The most promising route for using either ion beams or x-rays to produce integrated circuits is a technique called projection lithography. In this approach, a beam passing through a stencil-like mask projects a circuitry pattern onto the surface of a semiconductor wafer. Although x-ray projection lithography is currently at a more advanced stage of development than ion beam projection lithography, ion beams offer certain advantages that make them an attractive alternative.

"Ion beams can be used on a variety of surface shapes whereas x-rays can only be used on flat surfaces," says principal investigator Ka-Ngo Leung, a physicist in the Accelerator and Fusion Research Division (AFRD). "An ion beam source is also much less expensive than the best source of x-rays, which is LBL's Advanced Light Source."

The major components of an ion beam projection lithography system are the source that produces the ion beam and the transport column and electrostatic lenses that accelerate and focus it through a mask and onto the surface of a wafer. For the ion source component, Leung and his colleagues are developing a radio frequency (rf)-driven ion source similar (though smaller) than the source they were developing for the SSC.

An rf-driven ion source consists of a chamber inside which a radio frequency electric field transforms a gas of hydrogen or helium into a plasma. The plasma, which is confined within the chamber by a multicusp magnetic field (named for the shape of its force field), contains electrons and both negative and positive ions, but only the positive ions are extracted and formed into a beam.

"An rf-driven ion source is simple to make, rates high in all aspects of performance, and is easily adapted to an automated operation," says Leung. "Its lifetime is practically unlimited, which means it is economical, and it can provide the cold (low energy) ions that lend themselves to forming an intense and easily focused beam."

Leung's group is working now on optimizing the geometry of their rf-driven ion source to maximize the current and the stability of the beam it generates. In ion beam projection lithography, an intense, stable beam is one of the keys to producing a clear, sharp image on a wafer. The other crucial factor is the system of lenses that focus the beam.

Leung and his colleagues are participating in a CRADA that LBL signed last fall with the Advanced Lithography Group (ALG), a Maryland-based consortium of private industry, government laboratories, and universities. The objective of the CRADA is to develop a U.S. capability for ion-beam projection lithography by the year 2000.

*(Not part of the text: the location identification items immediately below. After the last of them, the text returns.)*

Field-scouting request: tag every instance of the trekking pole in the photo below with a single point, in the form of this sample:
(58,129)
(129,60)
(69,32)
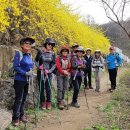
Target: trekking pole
(75,75)
(28,80)
(32,86)
(67,99)
(57,111)
(68,96)
(85,94)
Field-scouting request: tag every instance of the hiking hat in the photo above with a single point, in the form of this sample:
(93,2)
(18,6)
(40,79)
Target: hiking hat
(98,51)
(75,45)
(64,48)
(112,48)
(27,39)
(88,49)
(80,49)
(49,41)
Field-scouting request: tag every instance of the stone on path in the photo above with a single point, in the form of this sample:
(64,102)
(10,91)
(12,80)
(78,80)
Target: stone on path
(5,119)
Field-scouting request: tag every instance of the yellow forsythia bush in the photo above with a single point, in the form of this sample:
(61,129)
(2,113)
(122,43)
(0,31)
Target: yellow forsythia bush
(49,18)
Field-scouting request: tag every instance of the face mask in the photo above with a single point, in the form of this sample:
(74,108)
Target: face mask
(24,50)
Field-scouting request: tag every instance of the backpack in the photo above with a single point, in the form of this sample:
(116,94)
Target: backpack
(11,71)
(69,60)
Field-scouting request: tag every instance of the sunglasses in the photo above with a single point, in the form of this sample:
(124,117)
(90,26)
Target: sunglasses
(50,44)
(28,43)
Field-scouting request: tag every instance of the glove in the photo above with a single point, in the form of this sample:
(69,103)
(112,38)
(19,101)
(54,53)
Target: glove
(41,67)
(29,73)
(46,72)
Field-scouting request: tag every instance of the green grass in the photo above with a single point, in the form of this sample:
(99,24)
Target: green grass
(117,111)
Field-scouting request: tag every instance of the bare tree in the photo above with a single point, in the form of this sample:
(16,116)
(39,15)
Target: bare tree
(115,10)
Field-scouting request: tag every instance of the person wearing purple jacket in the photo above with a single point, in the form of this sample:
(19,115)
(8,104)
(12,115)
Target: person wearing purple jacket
(23,69)
(78,64)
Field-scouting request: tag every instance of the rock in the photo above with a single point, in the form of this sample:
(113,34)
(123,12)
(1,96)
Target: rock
(5,119)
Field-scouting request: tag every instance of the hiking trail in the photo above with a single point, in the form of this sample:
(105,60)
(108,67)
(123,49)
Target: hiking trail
(80,118)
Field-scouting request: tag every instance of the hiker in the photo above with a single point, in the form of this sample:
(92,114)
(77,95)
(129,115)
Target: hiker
(63,68)
(45,62)
(88,70)
(23,65)
(113,61)
(78,64)
(97,65)
(73,49)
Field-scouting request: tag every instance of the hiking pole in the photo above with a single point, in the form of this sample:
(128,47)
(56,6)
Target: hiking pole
(28,80)
(85,94)
(58,114)
(75,75)
(67,99)
(32,86)
(68,95)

The ALG group will use a beam "cross-over" technique in which the mask and a series of electrodes serve as converging and dispersive lenses. An ion beam expands in size as it emerges from the source so that it can illuminate the entire mask. After passing through the mask, the ions in the beam are focused down to a point where they cross over one another and begin expanding again before they strike the wafer and recreate the image of the mask. With this technique, the ALG group can reduce the size of the pattern that is transferred from the mask to the wafer as much as ten times.

Leung's LBL colleagues on this project include Chun-Fai Chan, Wulf Kunkel, Bud Leonard, Tom McVeigh, Margit Sarstedt, Steve Wilde, and Don Williams. UC Berkeley students who are participating on this project include Paul Herz, Yvette Lee, Luke Perkins, Dick Pickard, and Mike Weber.